Is this really the lesson we want them to absorb and take with them into early and later adulthood? Because that’s what their learning - make no mistake.
The youth that come to our Sudbury school of choices (not force) who have spent more than a few years in schools of forced learning actually do often have a hard time self-motivating. Is it any wonder? They’ve learned from experience that it does no good to have your own agenda - it’s the agenda of the teacher that matters, so many of them drop those now unless interests and stop struggling to learn by choice.

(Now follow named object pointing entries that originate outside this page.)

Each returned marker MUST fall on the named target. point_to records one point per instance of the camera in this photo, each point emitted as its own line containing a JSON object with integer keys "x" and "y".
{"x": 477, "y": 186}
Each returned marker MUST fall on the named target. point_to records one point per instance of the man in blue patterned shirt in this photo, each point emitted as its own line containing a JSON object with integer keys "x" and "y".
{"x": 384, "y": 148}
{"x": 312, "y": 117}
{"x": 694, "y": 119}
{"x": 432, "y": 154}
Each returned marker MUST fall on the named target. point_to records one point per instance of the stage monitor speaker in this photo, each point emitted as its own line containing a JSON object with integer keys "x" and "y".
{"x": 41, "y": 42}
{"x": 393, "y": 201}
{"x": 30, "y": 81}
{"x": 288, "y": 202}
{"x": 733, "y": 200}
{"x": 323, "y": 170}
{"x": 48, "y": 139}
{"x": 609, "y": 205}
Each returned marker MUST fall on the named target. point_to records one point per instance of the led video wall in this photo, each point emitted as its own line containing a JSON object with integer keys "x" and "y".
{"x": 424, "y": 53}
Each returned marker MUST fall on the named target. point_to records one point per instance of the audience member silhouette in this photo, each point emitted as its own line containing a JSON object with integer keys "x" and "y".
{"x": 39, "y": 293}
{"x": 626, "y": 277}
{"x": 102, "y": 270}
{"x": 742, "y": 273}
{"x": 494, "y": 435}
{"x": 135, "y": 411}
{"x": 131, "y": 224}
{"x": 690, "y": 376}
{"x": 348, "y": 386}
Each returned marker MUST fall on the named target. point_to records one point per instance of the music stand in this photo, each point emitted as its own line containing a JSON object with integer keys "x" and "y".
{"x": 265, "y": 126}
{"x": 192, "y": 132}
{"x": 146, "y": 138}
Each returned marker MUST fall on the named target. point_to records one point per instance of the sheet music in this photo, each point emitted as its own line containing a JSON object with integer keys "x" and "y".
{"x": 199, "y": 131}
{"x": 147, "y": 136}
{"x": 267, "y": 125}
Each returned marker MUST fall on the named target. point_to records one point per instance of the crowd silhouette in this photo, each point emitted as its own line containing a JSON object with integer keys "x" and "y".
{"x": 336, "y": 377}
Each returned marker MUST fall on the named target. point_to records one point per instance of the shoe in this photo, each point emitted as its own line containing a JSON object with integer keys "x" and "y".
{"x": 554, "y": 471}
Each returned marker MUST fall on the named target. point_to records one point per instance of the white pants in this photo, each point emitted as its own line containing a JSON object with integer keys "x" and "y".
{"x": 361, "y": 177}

They’ve learned to wait for instruction. They’ve learned that what will be praised and rewarded is usually something they’re not naturally interested in - or not yet naturally adept at. We sadly say that those young people become averse to anything that smells like learning, while also only being able to identify learning as something that comes from outside themselves.
It’s a self-fulfilling prophecy. They were told they needed to be forced and so now they believe it.
They often have to unlearn this message for a while - often in relation to the length of time they
This is why we say that the younger a person can start at a Sudbury school the better. The longer they have to practice identifying, valuing, and following their interests and their inner voices the better they get at it! The longer we can protect them from the harmful message that they must be forced to learn, the more naturally they will learn by choice.